Oxidative modification of low density lipoprotein by diesel exhaust particles.

Oxidized low density lipoprotein (LDL) has a variety of hazardous influences on biological systems. Oxidative modification of LDL by diesel exhaust particles (DEP) was studied in vitro to assess its in vivo health effects. DEP suspensions (1, 10 and 100 micrograms/ml) were incubated for 1 h with LDL (1 mg protein/ml) at 37 degrees C. Conjugated diene formation and negative charges in LDL were increased by DEP-treatment in a dose-dependent manner.

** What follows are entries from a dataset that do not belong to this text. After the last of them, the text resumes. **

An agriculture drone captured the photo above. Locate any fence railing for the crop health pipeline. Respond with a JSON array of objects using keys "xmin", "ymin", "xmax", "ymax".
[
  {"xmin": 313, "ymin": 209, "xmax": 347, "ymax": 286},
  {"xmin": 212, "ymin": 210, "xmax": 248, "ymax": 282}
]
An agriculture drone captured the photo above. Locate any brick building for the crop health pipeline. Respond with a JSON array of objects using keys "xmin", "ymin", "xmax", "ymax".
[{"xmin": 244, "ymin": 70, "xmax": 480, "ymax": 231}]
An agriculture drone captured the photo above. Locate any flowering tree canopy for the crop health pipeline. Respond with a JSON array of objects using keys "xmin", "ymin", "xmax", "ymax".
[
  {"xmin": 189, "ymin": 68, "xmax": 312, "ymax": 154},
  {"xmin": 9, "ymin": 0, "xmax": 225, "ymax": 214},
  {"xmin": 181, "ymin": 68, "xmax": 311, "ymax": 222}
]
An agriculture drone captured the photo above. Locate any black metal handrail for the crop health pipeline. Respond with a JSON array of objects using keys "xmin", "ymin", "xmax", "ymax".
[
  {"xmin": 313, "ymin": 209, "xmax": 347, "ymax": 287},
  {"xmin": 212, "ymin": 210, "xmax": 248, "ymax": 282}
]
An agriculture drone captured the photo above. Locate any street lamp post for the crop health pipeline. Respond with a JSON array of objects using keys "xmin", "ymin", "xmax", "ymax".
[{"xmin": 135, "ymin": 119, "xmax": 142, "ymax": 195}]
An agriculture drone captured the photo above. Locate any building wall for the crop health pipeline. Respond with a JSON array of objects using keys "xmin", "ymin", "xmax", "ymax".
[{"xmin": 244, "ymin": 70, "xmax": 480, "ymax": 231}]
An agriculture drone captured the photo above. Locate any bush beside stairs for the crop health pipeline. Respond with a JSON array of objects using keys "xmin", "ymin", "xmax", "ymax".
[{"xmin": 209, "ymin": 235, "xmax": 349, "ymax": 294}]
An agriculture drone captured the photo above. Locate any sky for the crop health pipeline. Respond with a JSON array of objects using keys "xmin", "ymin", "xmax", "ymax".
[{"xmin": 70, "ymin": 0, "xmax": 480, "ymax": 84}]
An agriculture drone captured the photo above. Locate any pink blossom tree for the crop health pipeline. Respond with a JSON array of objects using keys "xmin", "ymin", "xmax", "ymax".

When native LDL and DEP-treated LDL (DEP-LDL) were incubated for 18 h with macrophage, J774A.1 cell at 37 degrees C, significantly more DEP-LDL was taken up into cells than native LDL. Accumulation of cholesterol ester in cells incubated with DEP-LDL was 4 to 8 times higher than that with native LDL while there was no significant difference between them in free cholesterol content. Incubation (18 h) of J774A.1 with DEP-LDL caused an increase in leakage of lactate dehydrogenase from cells in a DEP-concentration dependent manner, but the incubation with native LDL or DEP per se did not increase the leakage except at the highest concentration of DEP. These results suggest that DEP oxidatively modified LDL giving it cytotoxic, inflammatory and atherogenic properties characteristic of so-called oxidized LDL; these initial modifications of LDL may be one of the underlying mechanisms for diseases associated with DEP.